What if I only have one team and a handful of channels, though? In that case I prefer starting with a lower constant memory overhead.
calm down friend
No personal swipes on HN, please.
There is a long history of sophisticated applications being written in less than a hundred megabytes, so where's the budget going? Hero images?
You made the original claim. Do you have any data to back it up?
...ugly bridging code in Objective-C. I have had a similar issue getting the Unity team at work to use native plugins but they’re inability to be comfortable with C++ is not an issue with the platform but with the programmer. Moreover, the ugliness of the code is definitely a quality of the programmer!
Why doesn’t Slack write an actual Mac app in Swift? For small companies with limited resources, I understand the attraction of “cross platform,” but it would seem that performance and uasability would be vastly improved by writing actual native applications — especially for a billion dollar company that can afford to do it and especially since Slack is one of those apps that is constantly open and performance and efficiency have a real benefit.
They've cornered the market and don't have to care anymore.

A lot of Slack's audience is captive - employees, contributors to open source projects that chose Slack as their social outlet, etc.

The only way this will change is if Apple starts using more "stick" approaches. Marzipan and whatever other technologies they're working on are the "carrot".
Amen. “Cross-platform UI” has always meant “doesn’t work well.”

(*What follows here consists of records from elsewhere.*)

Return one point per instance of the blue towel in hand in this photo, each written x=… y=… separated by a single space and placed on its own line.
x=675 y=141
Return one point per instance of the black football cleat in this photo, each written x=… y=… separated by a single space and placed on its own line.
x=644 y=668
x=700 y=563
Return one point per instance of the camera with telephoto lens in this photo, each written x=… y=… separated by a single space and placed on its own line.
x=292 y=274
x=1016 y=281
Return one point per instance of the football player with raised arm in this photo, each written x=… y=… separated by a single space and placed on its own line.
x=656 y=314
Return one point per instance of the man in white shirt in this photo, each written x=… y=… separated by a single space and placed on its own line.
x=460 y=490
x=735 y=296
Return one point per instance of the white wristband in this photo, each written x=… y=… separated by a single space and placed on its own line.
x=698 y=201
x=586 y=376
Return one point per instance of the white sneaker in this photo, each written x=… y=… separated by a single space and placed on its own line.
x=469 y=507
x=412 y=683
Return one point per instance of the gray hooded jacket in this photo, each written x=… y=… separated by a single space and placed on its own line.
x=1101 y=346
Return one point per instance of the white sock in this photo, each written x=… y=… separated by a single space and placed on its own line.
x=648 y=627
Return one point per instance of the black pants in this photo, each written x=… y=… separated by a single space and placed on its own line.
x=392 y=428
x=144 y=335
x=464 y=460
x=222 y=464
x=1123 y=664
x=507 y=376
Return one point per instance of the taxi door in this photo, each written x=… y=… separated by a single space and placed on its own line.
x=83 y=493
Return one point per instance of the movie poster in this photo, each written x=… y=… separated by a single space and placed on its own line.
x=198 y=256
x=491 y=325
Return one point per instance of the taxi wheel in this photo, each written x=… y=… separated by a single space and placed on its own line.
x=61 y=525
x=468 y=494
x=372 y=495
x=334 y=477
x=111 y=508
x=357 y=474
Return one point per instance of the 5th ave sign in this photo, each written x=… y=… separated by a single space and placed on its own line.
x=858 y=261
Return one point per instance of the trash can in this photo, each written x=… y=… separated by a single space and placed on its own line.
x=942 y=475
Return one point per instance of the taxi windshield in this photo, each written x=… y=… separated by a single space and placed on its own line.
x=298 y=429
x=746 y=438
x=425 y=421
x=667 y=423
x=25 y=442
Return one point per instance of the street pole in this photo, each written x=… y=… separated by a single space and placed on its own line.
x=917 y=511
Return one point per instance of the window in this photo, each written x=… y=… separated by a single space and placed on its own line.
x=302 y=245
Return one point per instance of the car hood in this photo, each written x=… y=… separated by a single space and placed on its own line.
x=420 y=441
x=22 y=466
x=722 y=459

Yeah at this point they are basically jerks for not building something better. The reality is they dont have to care.
Telegram, an Open Sources IM, has Native Clients on Mac, iOS, Windows, and Android.
Do you all have any plans to test out flutter with desktop embeddings? I see that the productivity is as fast as javascript based stack. Flutter desktop seems to be consuming way less RAM than an electron app. Is there any POC ongoing at slack?
Edit: Never mind, I misunderstood.
This quote was inside a list of negative experiences with WKWebView. It wasn’t intended to be positive.
Huh, I think I got confused when reading it, thanks.